Following the pointers in an ebay tech blog and a datastax developers blog, I model some event log data in Cassandra 1.2. As a partition key, I use “ddmmyyhh|bucket”, where bucket is any number between 0 and the number of nodes in the cluster.
The Data model
cqlsh:Log> CREATE TABLE transactions (yymmddhh varchar, bucket int, rId int, created timeuuid, data map, PRIMARY KEY((yymmddhh, bucket), created) );
(rId identifies the resource that fired the event.) (map is are key value pairs derived from a JSON; keys change, but not much)
I assume that this translates into a composite primary/row key with X buckets per hours. My column names are than timeuuids. Querying this data model works as expected (I can query time ranges.)
The problem is the performance: the time to insert a new row increases continuously.

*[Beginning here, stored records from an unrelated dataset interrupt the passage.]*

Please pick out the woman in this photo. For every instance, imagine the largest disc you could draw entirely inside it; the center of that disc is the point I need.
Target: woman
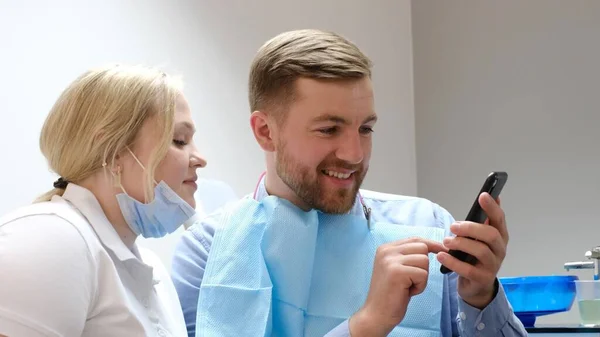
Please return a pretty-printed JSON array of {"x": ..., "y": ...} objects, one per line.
[{"x": 120, "y": 138}]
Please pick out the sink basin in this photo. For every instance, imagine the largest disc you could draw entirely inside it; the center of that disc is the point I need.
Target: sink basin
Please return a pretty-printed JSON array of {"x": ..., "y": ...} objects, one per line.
[{"x": 534, "y": 296}]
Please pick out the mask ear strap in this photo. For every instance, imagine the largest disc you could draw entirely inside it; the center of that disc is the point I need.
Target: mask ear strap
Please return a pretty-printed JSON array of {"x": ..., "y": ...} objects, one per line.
[
  {"x": 117, "y": 177},
  {"x": 135, "y": 157},
  {"x": 140, "y": 163}
]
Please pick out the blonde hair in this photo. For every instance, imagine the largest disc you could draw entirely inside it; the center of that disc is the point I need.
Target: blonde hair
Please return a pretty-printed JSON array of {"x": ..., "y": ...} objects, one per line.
[
  {"x": 307, "y": 53},
  {"x": 99, "y": 115}
]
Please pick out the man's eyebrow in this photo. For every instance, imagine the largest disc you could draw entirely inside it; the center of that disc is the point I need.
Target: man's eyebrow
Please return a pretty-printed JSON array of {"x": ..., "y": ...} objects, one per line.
[{"x": 341, "y": 120}]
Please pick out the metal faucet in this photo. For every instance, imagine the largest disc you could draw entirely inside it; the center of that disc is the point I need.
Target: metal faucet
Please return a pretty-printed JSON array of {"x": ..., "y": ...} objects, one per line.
[{"x": 594, "y": 263}]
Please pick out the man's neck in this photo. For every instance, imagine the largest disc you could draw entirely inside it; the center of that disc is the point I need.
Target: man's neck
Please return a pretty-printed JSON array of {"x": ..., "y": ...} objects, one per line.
[{"x": 275, "y": 186}]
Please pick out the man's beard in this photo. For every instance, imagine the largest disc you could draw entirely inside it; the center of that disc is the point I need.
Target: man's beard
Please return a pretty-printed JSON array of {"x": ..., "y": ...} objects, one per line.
[{"x": 305, "y": 183}]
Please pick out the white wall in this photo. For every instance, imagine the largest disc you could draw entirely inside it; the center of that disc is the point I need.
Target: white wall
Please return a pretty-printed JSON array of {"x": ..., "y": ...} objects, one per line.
[
  {"x": 45, "y": 45},
  {"x": 513, "y": 85}
]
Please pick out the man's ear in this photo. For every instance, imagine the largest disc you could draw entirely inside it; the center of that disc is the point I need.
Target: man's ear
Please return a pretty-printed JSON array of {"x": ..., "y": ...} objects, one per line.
[{"x": 263, "y": 129}]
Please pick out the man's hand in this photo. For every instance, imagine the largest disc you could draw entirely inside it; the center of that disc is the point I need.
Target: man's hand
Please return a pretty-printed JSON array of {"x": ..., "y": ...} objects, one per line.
[
  {"x": 400, "y": 271},
  {"x": 486, "y": 242}
]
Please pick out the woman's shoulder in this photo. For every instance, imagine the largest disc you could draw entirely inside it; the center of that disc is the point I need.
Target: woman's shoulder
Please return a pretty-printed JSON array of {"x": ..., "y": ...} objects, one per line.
[{"x": 54, "y": 227}]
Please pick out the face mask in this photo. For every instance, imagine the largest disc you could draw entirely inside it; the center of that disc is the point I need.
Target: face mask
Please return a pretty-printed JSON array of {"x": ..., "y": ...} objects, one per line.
[{"x": 158, "y": 218}]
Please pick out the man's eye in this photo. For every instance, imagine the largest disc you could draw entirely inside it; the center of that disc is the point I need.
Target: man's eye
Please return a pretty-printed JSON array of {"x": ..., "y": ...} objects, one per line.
[
  {"x": 366, "y": 130},
  {"x": 328, "y": 131}
]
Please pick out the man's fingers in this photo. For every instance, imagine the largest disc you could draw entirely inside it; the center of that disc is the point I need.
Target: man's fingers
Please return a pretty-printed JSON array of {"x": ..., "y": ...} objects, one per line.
[
  {"x": 466, "y": 270},
  {"x": 484, "y": 233},
  {"x": 495, "y": 214},
  {"x": 478, "y": 249},
  {"x": 432, "y": 246},
  {"x": 418, "y": 276}
]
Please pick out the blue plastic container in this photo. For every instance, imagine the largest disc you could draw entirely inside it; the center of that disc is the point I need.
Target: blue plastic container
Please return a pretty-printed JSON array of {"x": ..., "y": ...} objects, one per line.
[{"x": 534, "y": 296}]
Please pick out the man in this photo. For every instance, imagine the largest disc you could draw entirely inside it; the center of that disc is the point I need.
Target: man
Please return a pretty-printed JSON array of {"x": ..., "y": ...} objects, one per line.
[{"x": 313, "y": 114}]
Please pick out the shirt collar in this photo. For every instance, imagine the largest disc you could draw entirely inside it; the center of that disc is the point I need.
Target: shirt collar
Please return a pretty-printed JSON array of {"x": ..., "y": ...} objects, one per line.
[
  {"x": 87, "y": 204},
  {"x": 261, "y": 192}
]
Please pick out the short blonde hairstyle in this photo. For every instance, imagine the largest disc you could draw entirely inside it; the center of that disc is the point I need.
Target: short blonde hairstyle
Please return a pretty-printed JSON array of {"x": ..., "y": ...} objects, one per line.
[
  {"x": 307, "y": 53},
  {"x": 100, "y": 114}
]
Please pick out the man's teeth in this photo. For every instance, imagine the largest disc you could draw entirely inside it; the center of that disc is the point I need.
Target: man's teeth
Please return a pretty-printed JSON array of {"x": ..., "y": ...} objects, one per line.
[{"x": 337, "y": 174}]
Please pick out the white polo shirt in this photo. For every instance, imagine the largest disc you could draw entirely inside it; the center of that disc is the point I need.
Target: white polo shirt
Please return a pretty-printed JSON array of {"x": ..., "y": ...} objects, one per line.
[{"x": 64, "y": 271}]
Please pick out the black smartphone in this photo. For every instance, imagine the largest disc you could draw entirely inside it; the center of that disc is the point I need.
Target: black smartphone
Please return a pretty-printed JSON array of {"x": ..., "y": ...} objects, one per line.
[{"x": 493, "y": 185}]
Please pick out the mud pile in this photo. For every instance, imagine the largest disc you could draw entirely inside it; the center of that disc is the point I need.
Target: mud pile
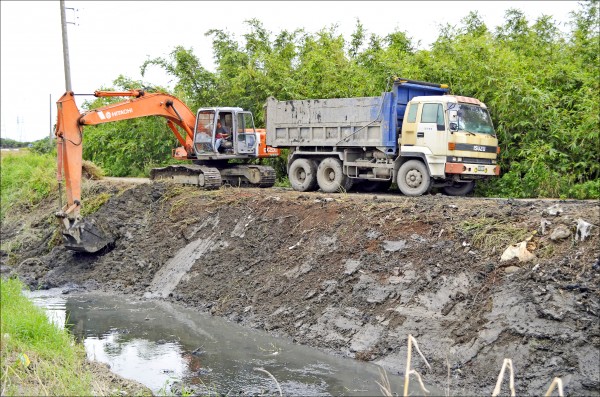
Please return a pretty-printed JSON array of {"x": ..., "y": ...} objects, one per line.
[{"x": 355, "y": 274}]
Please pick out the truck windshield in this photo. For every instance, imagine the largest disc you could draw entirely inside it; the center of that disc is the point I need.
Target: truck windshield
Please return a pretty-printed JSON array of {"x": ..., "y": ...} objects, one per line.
[{"x": 474, "y": 119}]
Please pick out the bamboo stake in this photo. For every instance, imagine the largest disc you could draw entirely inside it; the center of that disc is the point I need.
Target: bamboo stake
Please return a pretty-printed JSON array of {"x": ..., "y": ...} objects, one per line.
[
  {"x": 409, "y": 371},
  {"x": 556, "y": 382},
  {"x": 507, "y": 363}
]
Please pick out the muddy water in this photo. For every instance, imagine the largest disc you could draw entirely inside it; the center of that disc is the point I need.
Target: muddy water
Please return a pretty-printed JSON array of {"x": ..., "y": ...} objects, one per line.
[{"x": 165, "y": 346}]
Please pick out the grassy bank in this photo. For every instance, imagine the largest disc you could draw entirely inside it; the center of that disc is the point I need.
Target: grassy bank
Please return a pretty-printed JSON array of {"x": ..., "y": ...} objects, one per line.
[
  {"x": 26, "y": 179},
  {"x": 37, "y": 357}
]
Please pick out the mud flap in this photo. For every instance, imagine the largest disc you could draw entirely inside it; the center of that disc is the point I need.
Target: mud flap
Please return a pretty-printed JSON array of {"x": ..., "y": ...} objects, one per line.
[{"x": 85, "y": 236}]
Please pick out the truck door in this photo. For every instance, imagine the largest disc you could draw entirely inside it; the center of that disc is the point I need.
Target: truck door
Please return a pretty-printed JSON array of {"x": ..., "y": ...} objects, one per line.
[
  {"x": 245, "y": 135},
  {"x": 431, "y": 132}
]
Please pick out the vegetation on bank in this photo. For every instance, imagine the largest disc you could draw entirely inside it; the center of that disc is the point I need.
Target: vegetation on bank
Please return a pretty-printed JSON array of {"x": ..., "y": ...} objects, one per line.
[
  {"x": 38, "y": 358},
  {"x": 26, "y": 178}
]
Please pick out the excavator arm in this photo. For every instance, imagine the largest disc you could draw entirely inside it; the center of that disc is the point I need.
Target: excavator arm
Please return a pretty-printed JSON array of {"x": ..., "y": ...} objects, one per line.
[{"x": 80, "y": 235}]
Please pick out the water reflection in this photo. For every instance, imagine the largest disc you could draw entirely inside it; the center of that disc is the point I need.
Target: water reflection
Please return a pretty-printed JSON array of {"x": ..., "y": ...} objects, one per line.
[{"x": 157, "y": 343}]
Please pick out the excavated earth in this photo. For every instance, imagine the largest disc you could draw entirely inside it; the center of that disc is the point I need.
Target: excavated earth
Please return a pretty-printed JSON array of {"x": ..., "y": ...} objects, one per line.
[{"x": 354, "y": 274}]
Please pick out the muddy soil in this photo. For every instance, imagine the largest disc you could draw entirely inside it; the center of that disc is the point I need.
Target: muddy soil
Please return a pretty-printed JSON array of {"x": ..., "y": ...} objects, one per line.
[{"x": 354, "y": 274}]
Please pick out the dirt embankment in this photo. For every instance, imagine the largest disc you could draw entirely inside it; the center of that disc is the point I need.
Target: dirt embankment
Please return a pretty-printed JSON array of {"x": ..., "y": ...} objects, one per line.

So I am doing s.th. wrong, but can't pinpoint the problem.
When I use the timeuuid as a part of the row key, the performance remains stable on a high level, but this would prevent me from querying it (a query without the row key of course throws an error message about "filtering").
Any help? Thanks!
UPDATE
Switching from the map data-type to a predefined column names alleviates the problem. Insert times now seem to remain at around <0.005s per insert.
The core question remains: How is my usage of the "map" datatype in efficient? And what would be an efficient way for thousands of inserts with only slight variation in the keys.
My keys I use data into the map mostly remain the same. I understood the datastax documentation (can't post link due to reputation limitations, sorry, but easy to find) to say that each key creates an additional column -- or does it create one new column per "map"?? That would be... hard to believe to me.